Baton Rouge Metro Airport is looking to add a hotel and restaurant to its north Baton Rouge terminal in hopes of growing airport revenue and adding convenience for travelers.

The airport’s board of commissioners accepted a request for proposals from Holiday Inn representatives to explore building a 147-room hotel with a Mike Anderson’s Seafood. Holiday Inn representatives are still studying the market, but they are expected to make a determination in the next couple of months on whether they can build the hotel.

“I look at revenue streams, and when I see a hotel with all the amenities and a Mike Anderson’s restaurant, I say, ‘There’s a secondary revenue stream,’ ” said Airport Director Anthony Marino.

The Holiday Inn could prove to be a lucrative deal for the airport. The money for construction would come from the developers, and the airport would not be involved in financing it.

Marino said terms of the proposed contract stipulate the airport is to receive at least $280,000 a year out of the deal. Of that money, $30,000 would come from the yearly land rental. The hotel and restaurant would also have to pay either 6 percent of its annual gross sales or $250,000 a year — whichever is greater.

Building at the airport could also have perks for the developers. They would not have to pay property taxes on the hotel’s land because the airport, as an enterprise zone, does not pay property taxes.

Still, a hotel at the airport would be competing against a Hilton Garden Inn, a Spring Hill Suites and Microtel Inn and Suites across the street on Harding Boulevard. Each of those hotels has the word “airport” in its name.

Their owner, Richard Preis, said the airport is too late to the game to be successful.

He said he tried to join forces with the airport when he built his hotels in the 1990s, but it didn’t work out. His hotels, which he said normally run with occupancy rates between 75 and 80 percent, are filled by people who come to do business with Baton Rouge companies such as ExxonMobil and Southern University.

Asked if the market can sustain another hotel attached to the airport, Preis said, “In my opinion, no way.”

He said one of the biggest problems with building a hotel at the airport is the proximity of the East Baton Rouge Parish Prison. His hotels are also near the prison but have better visibility on Harding Boulevard.

Metro Councilman and Airport Commissioner Trae Welch said it’s up to the developers to determine whether the Holiday Inn would oversaturate the north Baton Rouge hotel market.

“That’s part of the due diligence that the hotels are doing,” Welch said. “The only thing the airport’s doing is providing the land. … This is private developers with an opportunity to see whether it even works. People aren’t going to finance it if they can’t put the science behind the money.”

Marino said they should be successful because the Holiday Inn brand is not already in north Baton Rouge. He also said they have a built-in client base in the 40 or so pilots and flight crew members who overnight in Baton Rouge and like to stay as close to the terminal as possible.

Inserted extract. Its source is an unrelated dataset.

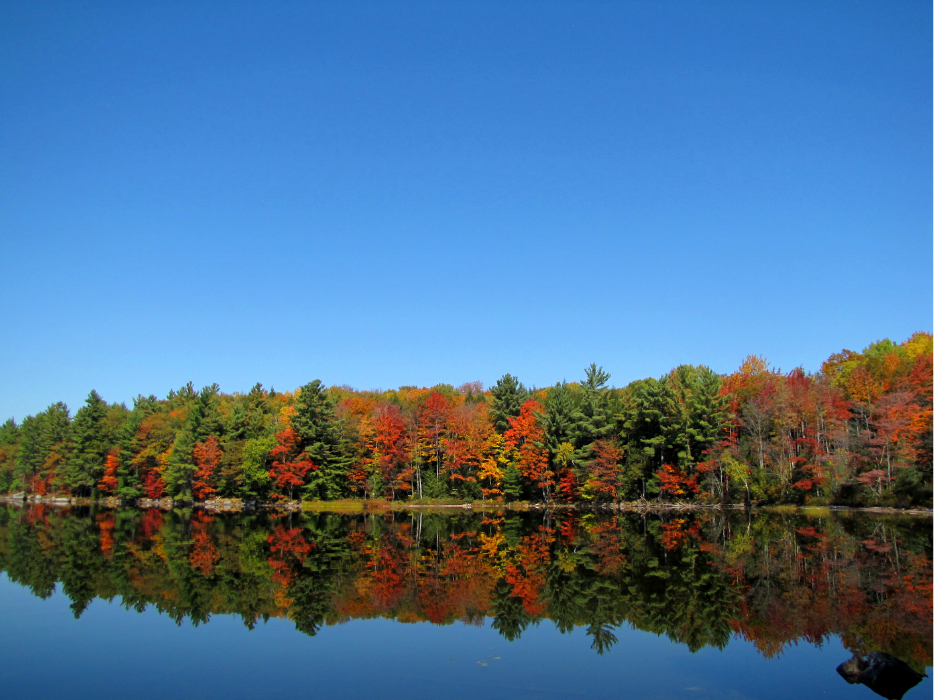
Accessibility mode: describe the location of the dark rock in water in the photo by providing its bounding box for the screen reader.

Marino said the Mike Anderson’s restaurant could be a real boon in north Baton Rouge, since the area has so little economic development and few restaurants. He also said the airport has been wanting to add a hotel for a decade but that the timing was never quite right.

The entrance to the airport’s parking garage was curved with the expectation that they might add a hotel next to it one day, Marino said. He said the hotel would be attached to the parking garage and enclosed between the garage and the airport.

Airport officials have been clawing for new business ideas to raise revenue. With fewer airlines and flights available, Marino is a fan of using business to give the airport a monetary boost.

He said he liked the Holiday Inn and Mike Anderson’s proposal from Gonzales-based Bear Brothers LLC because of the name brands involved. Bear Brothers is made up of the Robert family, who owns the Gonzales Mike Anderson’s and Harry Robert Insurance Agency.

They could not be reached for comment Thursday.

The other proposal to build at the airport came from Starwood Hotels, represented by Velvet Pines developers, based in Mandeville.

A study in November 2015 identified that two-thirds of travelers who live near enough to use the Baton Rouge airport routinely fly out of other airports, instead. Figuring out how to entice more travelers to fly in and out of Baton Rouge rather than neighboring airports such as the Louis Armstrong New Orleans International Airport also is a priority.

Adding a hotel to the Baton Rouge Metropolitan Airport might give Baton Rouge the convenience factor that helps it beat out another airport, Marino said.

“It’s just one more convenience factor for going in and out of Baton Rouge,” Welch said. “We’re doing our best to make it convenient; we’re doing our best to make it easy.”